The other signal from this cycle is what review actually caught. Across four PRs, review found three bugs that tests had not covered:

  • Config keys that never reached the wire (the OpenRouter thinking-off case).
  • A classifier boundary that was right on one tool and wrong on a related tool (the submit-shape fill/click distinction).
  • A branch that skipped a refresh that every other branch did (the validator-recovery tool-refresh miss).

All three are the shape of bug that lives between modules rather than inside one. They’re exactly the kind of thing that code review is better at than unit tests. We’re not rushing to let tests replace review any time soon.


What this changes about the audit

The audit post introduced a five-lens frame: loop anatomy, reasoning surface, verification surface, recovery surface, display and UX coupling. After shipping, every lens has something concrete attached to it.

  • Loop anatomy now includes the validator and recovery branches, not just Navigator steps.
  • Reasoning surface is unified across four providers and re-fed into history for episodic continuity.
  • Verification surface is a structural gate, not an English prompt contract.
  • Recovery surface is named, visible, and gets one LLM-assisted replan attempt before terminal exit.
  • Display and UX coupling is tight enough that the chat surface shows pending/running/done/error per step without a separate phase taxonomy layer.

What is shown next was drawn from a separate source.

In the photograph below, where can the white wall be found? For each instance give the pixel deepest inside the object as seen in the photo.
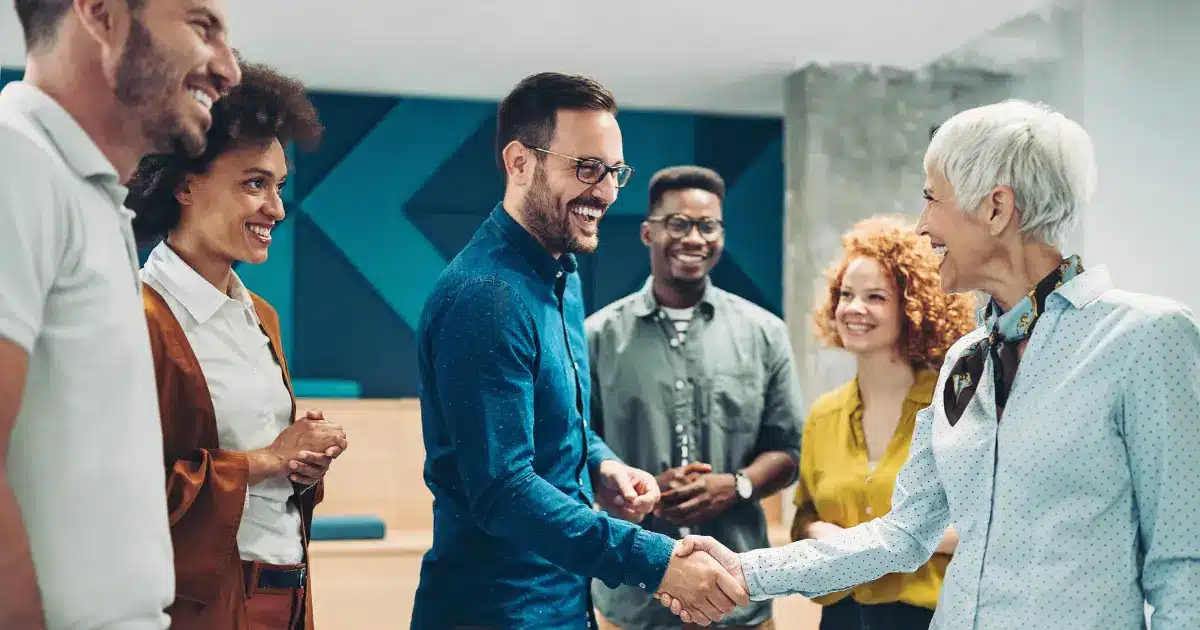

The audit frame held up. The specific Phase 4 implementation didn’t. That’s a reasonable ratio, and it’s the reason we publish posts like this one.


What’s next

Two things we’re watching.

The first is Phase 1.5 surface work. The Built-in AI “opt out of thinking visibility” path and the local-provider reasoning toggle both work today via DevTools seeding, but neither has a proper sidebar UI. We deferred that to a follow-up on purpose, because the right home for it is the existing per-model editor on local providers, and that surface deserves its own piece rather than being bolted onto a reasoning PR.

The second is more audits on our own work. The review catches on this cycle were all in the class of inter-module bugs that slip through unit tests. That’s the same lens we applied to Surfer 2, Skyvern 2.0, and the others in the audit post. If you run a browser agent and you want a second pair of eyes on the same axes, our mail is open.

If you’re an Auto Browser user and you’ve hit the silent-stuck case the audit post described, you should be seeing specific banners now instead of mystery silence. If you’re not, tell us. Those are the traces we built the verification and recovery surfaces for.